For those who don’t know, Elixir is a programming language that took a lot of inspiration from Clojure, and thus shares a lot of similarities with Clojure, while also taking some inspo from Erlang and Ruby. I’m fond of it, even though I prefer Clojure.
One pattern they have in Elixir I find is very interesting in my opinion. They basically create a form of inheritance of namespaces (which is called a module in Elixir), by simply leveraging a macro that a namespace can expose which when called from another namespace will return a series of require
, imports
, def
, defn
, defmacro
, etc. Thus inheriting all those inside the deriving namespace.
In their web framework of choice, Pheonix, they make extensive use of this in order to create that “easy” framework feel that sometimes you get with OOP frameworks.
I’ve re-created it in Clojure, so this will help you understand as well what the pattern is:
(ns foo)
(defmacro __inherit__
[& {:as _opts}]
(quote
(defn baz []
(println "Hello Foo"))))
(ns app
(:require [inheritance :refer [inherit]]))
(inherit foo)
(baz)
;;=> Hello Foo
As you can see, a namespace such as foo
in this example exposes a “template” of some sort by defining a __inherit__
macro. Everything it returns will be evaluated in the scope of the namespace that “inherits” from it, as if you had typed that code directly into it.
In Elixir it looks like this:
defmodule Foo do
defmacro __using__(_opts) do
quote do
def baz() do
IO.puts("Hello Foo")
end
end
end
end
defmodule App do
use Foo
end
App.baz()
#=> Hello Foo
They call it __using__
and use
where I chose to rename it so it doesn’t conflict with Clojure’s existing use
core function.
Another feature which gives it more of a “template” vibe than your standard inheritance is that you can pass it options to customize the “inheritance” behavior:
(ns bar
(:require [inheritance :refer [binded-quote]]))
(defmacro __inherit__
[& {:as opts}]
(binded-quote
[name (:name opts)]
(defn baz []
(println "Hello" name))))
(ns app
(:require [inheritance :refer [inherit]]))

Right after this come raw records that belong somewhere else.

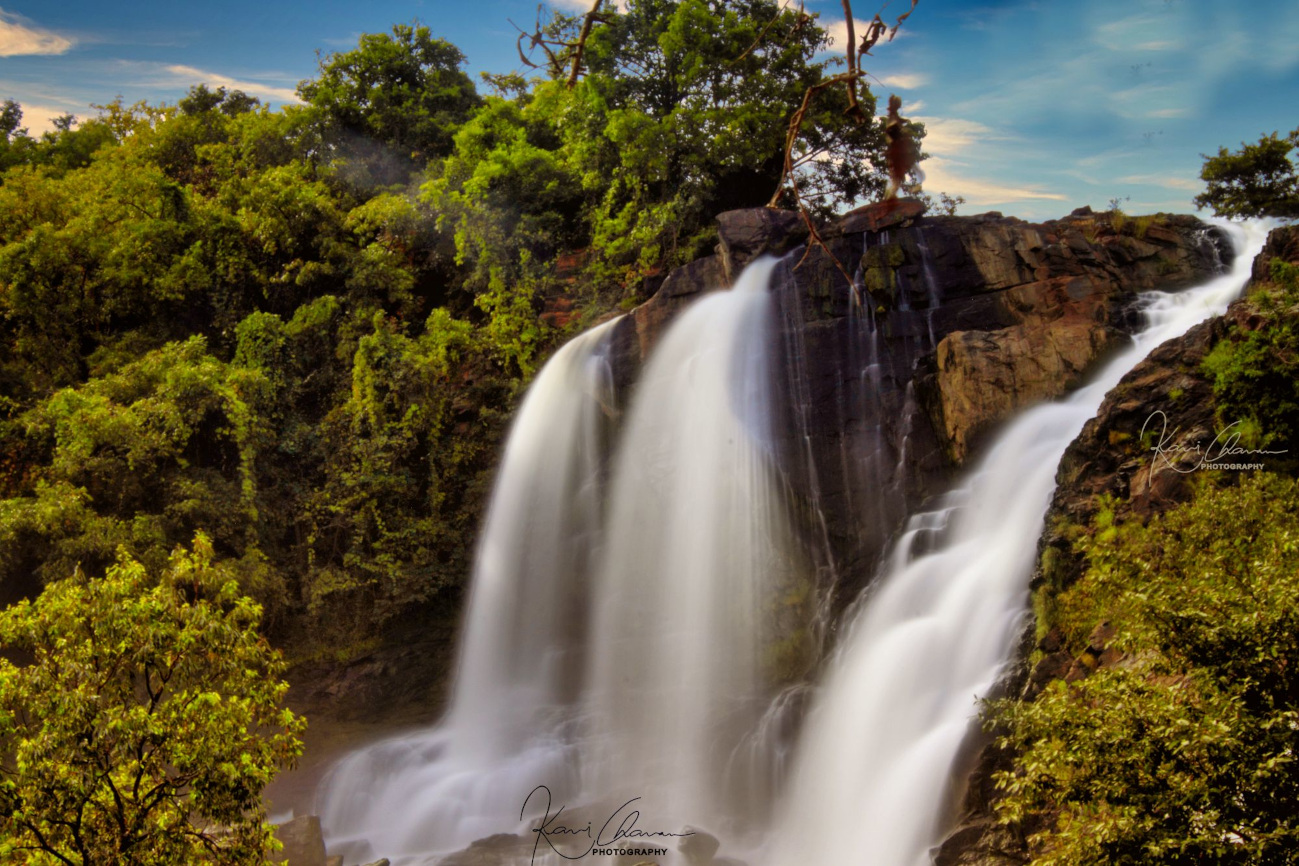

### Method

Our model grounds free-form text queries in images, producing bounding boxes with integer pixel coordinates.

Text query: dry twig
[763,0,920,304]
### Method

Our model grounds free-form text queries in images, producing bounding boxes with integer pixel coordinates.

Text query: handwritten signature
[1141,409,1286,474]
[518,784,695,862]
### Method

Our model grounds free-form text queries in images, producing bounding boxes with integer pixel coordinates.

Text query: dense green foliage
[297,25,479,184]
[998,473,1299,865]
[1195,130,1299,219]
[0,535,303,866]
[0,0,914,653]
[1203,258,1299,460]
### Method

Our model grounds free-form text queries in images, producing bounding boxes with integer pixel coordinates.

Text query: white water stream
[764,223,1267,866]
[317,260,787,863]
[317,220,1265,866]
[317,322,613,858]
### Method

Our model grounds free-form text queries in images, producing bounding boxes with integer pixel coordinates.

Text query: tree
[0,535,304,866]
[1195,130,1299,219]
[297,25,479,183]
[996,473,1299,866]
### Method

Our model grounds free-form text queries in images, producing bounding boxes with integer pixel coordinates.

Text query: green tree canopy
[0,535,304,866]
[297,25,479,183]
[1195,130,1299,219]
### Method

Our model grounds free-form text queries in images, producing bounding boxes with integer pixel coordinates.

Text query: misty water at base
[317,260,790,863]
[317,225,1265,866]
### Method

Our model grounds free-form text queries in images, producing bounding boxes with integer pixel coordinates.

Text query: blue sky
[0,0,1299,218]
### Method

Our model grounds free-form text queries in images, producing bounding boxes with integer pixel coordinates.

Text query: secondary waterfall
[318,316,613,857]
[765,223,1267,866]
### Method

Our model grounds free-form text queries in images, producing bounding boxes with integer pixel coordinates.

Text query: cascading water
[317,260,795,863]
[583,260,790,828]
[765,218,1267,866]
[318,316,613,857]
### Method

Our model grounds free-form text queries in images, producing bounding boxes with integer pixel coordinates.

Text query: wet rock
[612,209,1218,608]
[1251,226,1299,282]
[717,208,808,283]
[438,834,536,866]
[834,199,925,235]
[937,318,1116,465]
[677,827,722,866]
[271,815,326,866]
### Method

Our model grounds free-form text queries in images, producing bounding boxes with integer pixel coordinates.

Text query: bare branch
[568,0,604,90]
[766,0,918,305]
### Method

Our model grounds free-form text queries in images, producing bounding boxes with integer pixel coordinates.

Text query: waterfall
[765,223,1267,866]
[317,260,789,863]
[583,260,787,827]
[583,260,787,827]
[317,316,613,857]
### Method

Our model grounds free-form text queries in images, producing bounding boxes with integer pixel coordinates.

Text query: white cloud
[164,64,301,103]
[921,156,1065,205]
[0,9,74,57]
[912,116,1011,153]
[879,73,929,90]
[1116,174,1204,192]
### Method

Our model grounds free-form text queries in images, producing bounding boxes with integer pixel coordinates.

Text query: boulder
[834,199,925,235]
[271,815,326,866]
[717,208,808,283]
[677,827,722,866]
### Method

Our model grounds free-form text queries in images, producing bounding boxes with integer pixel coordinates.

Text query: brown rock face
[613,206,1228,610]
[935,311,1113,464]
[935,226,1299,865]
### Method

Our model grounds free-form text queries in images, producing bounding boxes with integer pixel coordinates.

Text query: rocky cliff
[614,200,1228,604]
[935,227,1299,866]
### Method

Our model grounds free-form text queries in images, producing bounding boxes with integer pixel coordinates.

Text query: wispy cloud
[921,156,1066,205]
[1117,174,1204,192]
[913,116,1011,152]
[158,64,301,103]
[0,9,75,57]
[879,73,929,90]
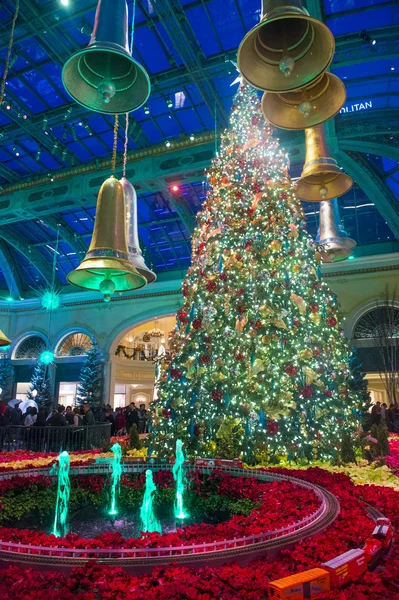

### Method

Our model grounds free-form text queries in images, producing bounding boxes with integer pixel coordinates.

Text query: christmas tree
[28,360,53,410]
[77,344,102,406]
[149,85,358,460]
[0,356,13,400]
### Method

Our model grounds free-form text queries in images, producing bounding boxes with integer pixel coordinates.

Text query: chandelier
[148,321,165,338]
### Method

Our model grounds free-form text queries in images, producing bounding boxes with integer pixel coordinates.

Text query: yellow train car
[268,569,331,600]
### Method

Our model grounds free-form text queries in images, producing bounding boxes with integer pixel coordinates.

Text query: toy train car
[195,458,242,469]
[371,517,393,550]
[320,548,368,588]
[267,569,331,600]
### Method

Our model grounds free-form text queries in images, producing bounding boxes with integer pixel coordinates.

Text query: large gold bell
[315,198,356,262]
[62,0,150,115]
[296,125,353,202]
[67,177,147,301]
[0,329,11,348]
[262,73,346,129]
[238,0,335,92]
[121,177,157,283]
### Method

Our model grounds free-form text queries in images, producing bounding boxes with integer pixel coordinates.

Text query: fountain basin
[0,462,339,572]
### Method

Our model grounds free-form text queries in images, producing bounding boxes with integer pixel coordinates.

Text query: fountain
[173,440,188,519]
[140,469,162,533]
[53,451,71,537]
[108,444,122,515]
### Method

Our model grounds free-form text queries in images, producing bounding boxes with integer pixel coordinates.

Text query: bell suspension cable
[112,115,119,175]
[0,0,19,105]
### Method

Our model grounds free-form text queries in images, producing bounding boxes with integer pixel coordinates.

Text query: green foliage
[370,423,389,457]
[28,360,53,409]
[0,356,14,400]
[341,431,356,464]
[129,423,142,450]
[77,343,103,407]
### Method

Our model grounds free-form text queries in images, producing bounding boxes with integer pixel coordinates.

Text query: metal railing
[0,423,111,452]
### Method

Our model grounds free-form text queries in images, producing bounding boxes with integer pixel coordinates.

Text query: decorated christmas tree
[28,360,53,409]
[149,85,358,460]
[77,344,102,406]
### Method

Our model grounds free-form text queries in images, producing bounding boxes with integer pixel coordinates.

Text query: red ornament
[170,369,181,379]
[301,385,313,398]
[211,389,223,402]
[193,317,202,329]
[285,365,298,377]
[267,421,278,435]
[200,354,211,365]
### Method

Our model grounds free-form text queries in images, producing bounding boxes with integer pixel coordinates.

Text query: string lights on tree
[149,85,358,461]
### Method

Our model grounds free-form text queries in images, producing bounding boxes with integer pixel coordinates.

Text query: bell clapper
[100,274,115,302]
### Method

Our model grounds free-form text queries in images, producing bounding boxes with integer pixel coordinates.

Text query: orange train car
[268,569,331,600]
[320,548,368,588]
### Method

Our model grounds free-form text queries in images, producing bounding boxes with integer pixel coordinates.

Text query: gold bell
[62,0,150,115]
[296,125,353,202]
[0,329,11,348]
[67,177,147,301]
[262,73,346,129]
[315,198,356,262]
[121,177,157,283]
[237,0,335,93]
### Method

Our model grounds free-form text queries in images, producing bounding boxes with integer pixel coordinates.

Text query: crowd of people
[0,402,149,435]
[371,402,399,433]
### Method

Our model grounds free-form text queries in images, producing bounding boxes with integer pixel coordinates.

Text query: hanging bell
[262,73,346,130]
[237,0,335,93]
[296,125,353,202]
[120,177,157,283]
[315,198,356,262]
[67,177,147,301]
[0,329,11,348]
[62,0,150,115]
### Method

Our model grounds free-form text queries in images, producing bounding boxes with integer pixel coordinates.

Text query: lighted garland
[149,86,358,461]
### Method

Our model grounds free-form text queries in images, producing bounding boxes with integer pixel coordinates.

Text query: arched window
[57,333,92,357]
[14,335,46,360]
[353,305,399,340]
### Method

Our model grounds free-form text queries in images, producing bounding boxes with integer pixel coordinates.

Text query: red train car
[363,538,384,566]
[320,548,368,588]
[372,517,393,550]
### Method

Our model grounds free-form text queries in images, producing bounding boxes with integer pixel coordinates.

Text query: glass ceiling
[0,0,399,290]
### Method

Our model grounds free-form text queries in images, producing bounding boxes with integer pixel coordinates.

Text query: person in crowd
[10,402,22,425]
[371,402,381,425]
[33,409,48,427]
[73,406,83,427]
[83,402,96,425]
[104,407,115,435]
[24,406,37,427]
[138,404,148,433]
[115,408,126,435]
[49,405,67,427]
[65,406,73,425]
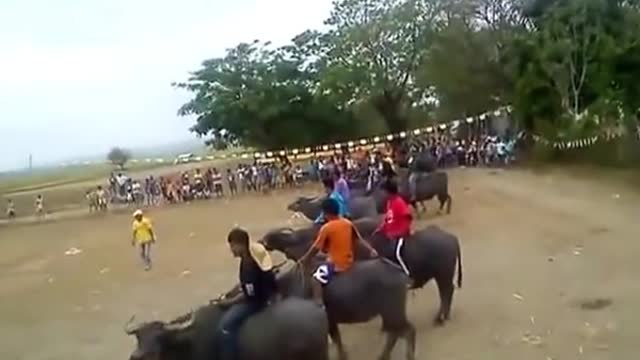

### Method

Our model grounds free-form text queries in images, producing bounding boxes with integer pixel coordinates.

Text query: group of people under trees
[132,160,413,360]
[86,161,304,209]
[218,178,412,359]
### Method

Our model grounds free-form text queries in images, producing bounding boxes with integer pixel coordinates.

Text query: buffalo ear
[160,328,194,347]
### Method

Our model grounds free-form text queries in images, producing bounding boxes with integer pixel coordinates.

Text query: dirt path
[0,169,640,360]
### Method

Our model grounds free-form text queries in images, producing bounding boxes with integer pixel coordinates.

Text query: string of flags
[532,127,640,150]
[62,106,640,166]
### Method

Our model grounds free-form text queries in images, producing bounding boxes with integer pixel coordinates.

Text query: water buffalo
[260,216,381,260]
[278,259,416,360]
[392,169,452,214]
[287,196,378,221]
[370,225,462,325]
[410,150,437,173]
[125,298,329,360]
[262,219,462,324]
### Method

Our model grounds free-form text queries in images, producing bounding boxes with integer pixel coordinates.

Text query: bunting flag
[62,106,640,166]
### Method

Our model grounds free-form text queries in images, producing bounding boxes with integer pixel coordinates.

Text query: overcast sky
[0,0,331,170]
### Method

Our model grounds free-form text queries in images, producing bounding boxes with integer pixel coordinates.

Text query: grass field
[0,148,260,219]
[0,169,640,360]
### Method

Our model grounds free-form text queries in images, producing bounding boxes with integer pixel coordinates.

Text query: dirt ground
[0,169,640,360]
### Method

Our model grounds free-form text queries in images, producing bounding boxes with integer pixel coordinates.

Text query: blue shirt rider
[217,228,277,360]
[314,178,350,224]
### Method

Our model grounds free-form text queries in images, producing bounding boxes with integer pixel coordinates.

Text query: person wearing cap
[298,198,378,307]
[217,227,277,360]
[314,178,349,224]
[374,179,413,275]
[131,209,156,270]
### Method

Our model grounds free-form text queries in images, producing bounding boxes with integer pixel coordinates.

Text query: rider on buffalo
[314,178,350,224]
[218,228,277,360]
[376,179,413,275]
[298,198,378,307]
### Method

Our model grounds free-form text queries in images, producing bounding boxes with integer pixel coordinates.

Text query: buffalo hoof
[433,314,446,326]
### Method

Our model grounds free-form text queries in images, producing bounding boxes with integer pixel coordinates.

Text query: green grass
[0,163,160,195]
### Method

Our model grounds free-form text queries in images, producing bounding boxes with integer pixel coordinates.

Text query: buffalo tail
[458,243,462,288]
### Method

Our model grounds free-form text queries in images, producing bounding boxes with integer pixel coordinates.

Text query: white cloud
[0,0,331,169]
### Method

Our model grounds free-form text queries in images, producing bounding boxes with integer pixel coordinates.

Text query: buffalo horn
[164,311,194,331]
[124,314,144,335]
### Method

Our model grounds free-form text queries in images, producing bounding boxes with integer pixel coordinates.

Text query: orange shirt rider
[299,198,378,292]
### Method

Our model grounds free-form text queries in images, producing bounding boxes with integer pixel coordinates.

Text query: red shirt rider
[379,181,413,240]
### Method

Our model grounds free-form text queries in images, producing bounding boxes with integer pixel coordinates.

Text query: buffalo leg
[434,276,453,325]
[438,194,451,214]
[378,331,400,360]
[329,321,348,360]
[404,324,416,360]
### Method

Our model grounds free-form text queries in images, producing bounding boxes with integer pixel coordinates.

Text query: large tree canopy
[176,0,640,148]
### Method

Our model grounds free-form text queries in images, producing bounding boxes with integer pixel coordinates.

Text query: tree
[107,147,131,170]
[175,40,370,148]
[319,0,440,132]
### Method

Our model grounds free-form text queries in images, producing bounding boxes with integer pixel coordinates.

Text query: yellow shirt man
[132,211,155,245]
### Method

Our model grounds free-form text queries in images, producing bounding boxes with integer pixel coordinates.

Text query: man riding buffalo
[314,178,349,224]
[376,180,413,275]
[218,228,277,360]
[299,198,378,306]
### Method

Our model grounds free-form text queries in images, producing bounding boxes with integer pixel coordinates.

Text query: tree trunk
[373,90,409,134]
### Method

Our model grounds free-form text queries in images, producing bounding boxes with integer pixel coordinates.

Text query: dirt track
[0,169,640,360]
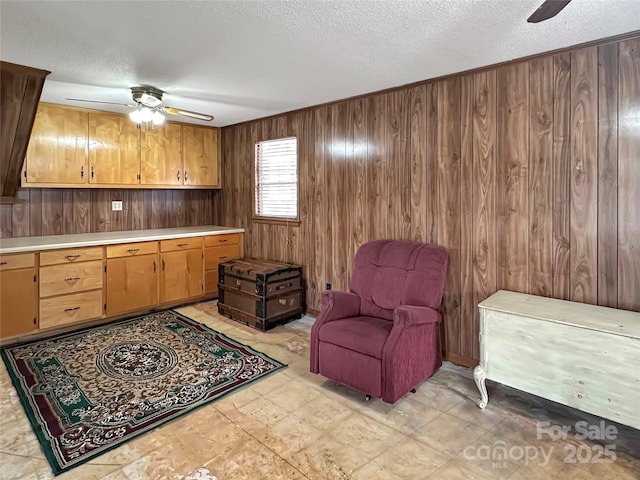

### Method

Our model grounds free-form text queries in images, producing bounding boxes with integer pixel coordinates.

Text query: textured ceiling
[0,0,640,126]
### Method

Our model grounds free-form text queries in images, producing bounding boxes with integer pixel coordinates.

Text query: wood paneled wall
[219,38,640,364]
[0,188,216,238]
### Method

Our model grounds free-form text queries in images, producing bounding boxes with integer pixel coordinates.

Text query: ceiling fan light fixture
[129,108,142,125]
[151,110,164,126]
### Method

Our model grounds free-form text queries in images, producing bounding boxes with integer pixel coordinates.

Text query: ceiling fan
[67,85,213,125]
[527,0,571,23]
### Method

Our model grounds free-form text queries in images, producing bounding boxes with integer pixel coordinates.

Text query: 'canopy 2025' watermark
[463,420,618,468]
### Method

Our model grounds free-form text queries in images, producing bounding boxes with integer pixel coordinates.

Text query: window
[255,137,298,220]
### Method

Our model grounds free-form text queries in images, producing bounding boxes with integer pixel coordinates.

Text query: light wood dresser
[473,290,640,428]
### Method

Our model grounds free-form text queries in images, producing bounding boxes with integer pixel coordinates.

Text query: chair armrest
[309,290,360,373]
[318,290,360,323]
[393,305,442,328]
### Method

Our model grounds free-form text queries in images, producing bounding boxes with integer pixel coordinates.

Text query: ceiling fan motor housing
[131,86,164,108]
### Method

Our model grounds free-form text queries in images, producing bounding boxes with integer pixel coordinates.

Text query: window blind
[255,137,298,218]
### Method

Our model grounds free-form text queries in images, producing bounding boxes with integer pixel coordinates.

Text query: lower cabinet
[106,242,158,315]
[0,253,38,338]
[160,238,203,303]
[0,233,243,341]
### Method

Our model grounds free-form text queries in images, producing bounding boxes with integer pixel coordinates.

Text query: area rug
[2,310,286,475]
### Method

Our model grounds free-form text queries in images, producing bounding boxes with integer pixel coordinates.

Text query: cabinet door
[25,103,88,184]
[89,113,140,184]
[107,255,158,315]
[160,249,203,303]
[140,123,183,185]
[182,125,220,187]
[0,268,38,338]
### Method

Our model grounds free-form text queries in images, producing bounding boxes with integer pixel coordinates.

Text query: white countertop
[0,225,244,254]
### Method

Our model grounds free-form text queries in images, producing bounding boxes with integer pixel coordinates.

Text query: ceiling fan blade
[527,0,571,23]
[65,98,137,107]
[163,107,213,122]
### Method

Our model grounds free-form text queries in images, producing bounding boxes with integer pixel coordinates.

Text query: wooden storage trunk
[218,258,304,331]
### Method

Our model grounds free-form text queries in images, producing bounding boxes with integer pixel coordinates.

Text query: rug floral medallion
[2,310,286,474]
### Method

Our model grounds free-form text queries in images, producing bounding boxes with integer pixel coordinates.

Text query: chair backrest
[350,240,449,320]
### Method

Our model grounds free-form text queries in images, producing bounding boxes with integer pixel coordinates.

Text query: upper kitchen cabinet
[140,123,184,186]
[89,112,140,185]
[23,103,89,186]
[182,125,220,188]
[22,103,220,189]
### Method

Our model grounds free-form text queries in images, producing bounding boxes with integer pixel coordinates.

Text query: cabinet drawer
[107,242,158,258]
[40,247,102,266]
[160,237,202,252]
[0,253,36,271]
[40,260,103,297]
[40,290,102,329]
[204,233,242,247]
[204,244,240,271]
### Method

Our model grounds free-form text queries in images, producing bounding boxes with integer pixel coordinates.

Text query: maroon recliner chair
[310,240,449,403]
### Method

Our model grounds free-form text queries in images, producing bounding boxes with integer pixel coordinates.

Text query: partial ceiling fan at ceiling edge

(inherit bar :name "Jane Doe")
(baz)
;;=> Hello Jane Doe
In Elixir it looks like:
defmodule Bar do
defmacro __using__(opts) do
quote do
def baz() do
IO.puts("Hello #{unquote(opts[:name])}")
end
end
end
end
defmodule App do
use Bar, name: "Jane Doe"
end
App.baz()
#=> Hello Jane Doe
And it doesn’t just inherit functions, think of it as all the code inside __inherit__
is being copy/pasted in your namespace, so it can be used to set common aliases, imports, requires, constants and all that:
(ns foo)
(defmacro __inherit__
[& {:as _opts}]
(quote
(do
(require '[clojure.string :refer [join]])
(require '[clojure.math :as m])
(def pi 3.14159265359)
(defn baz []
(println "Hello Foo")))))
(ns app
(:require [inheritance :refer [inherit]]))
(inherit foo)
(baz)
;;=> Hello Foo
(join "," [1 2 3 4])
;; => "1,2,3,4"
(m/pow 2 pi)
;; => 8.824977827077554
And you can “override” things by just re-def-ing them:
(ns foo)
(defmacro __inherit__
[& {:as _opts}]
(quote
(defn baz []
(println "Hello Foo"))))
(ns app
(:require [inheritance :refer [inherit]]))
(inherit foo)
(defn baz []
(println "Hello World"))
(baz)
;;=> Hello World
There can be clashes if you “inherit” more than one, in which case last one wins, so the order in which you inherit matters in those cases.
inheritance.clj
(ns inheritance
(:require [clojure.walk :as walk]))
(defn binded-quote*
[bindings form]
(walk/postwalk-replace (apply hash-map bindings) form))
(defmacro binded-quote
[bindings form]
`(binded-quote* ~(->> (partition 2 bindings)
(mapcat (fn[[f l]] [`'~f l]))
(vec)) '~form))
(defmacro inherit
[nmsp & {:as opts}]
(let [inrt (symbol (str nmsp) "__inherit__")]
`(do
(requiring-resolve '~inrt)
(~inrt ~opts))))
I’m curious what people think of this pattern, is it madness, or is it genius?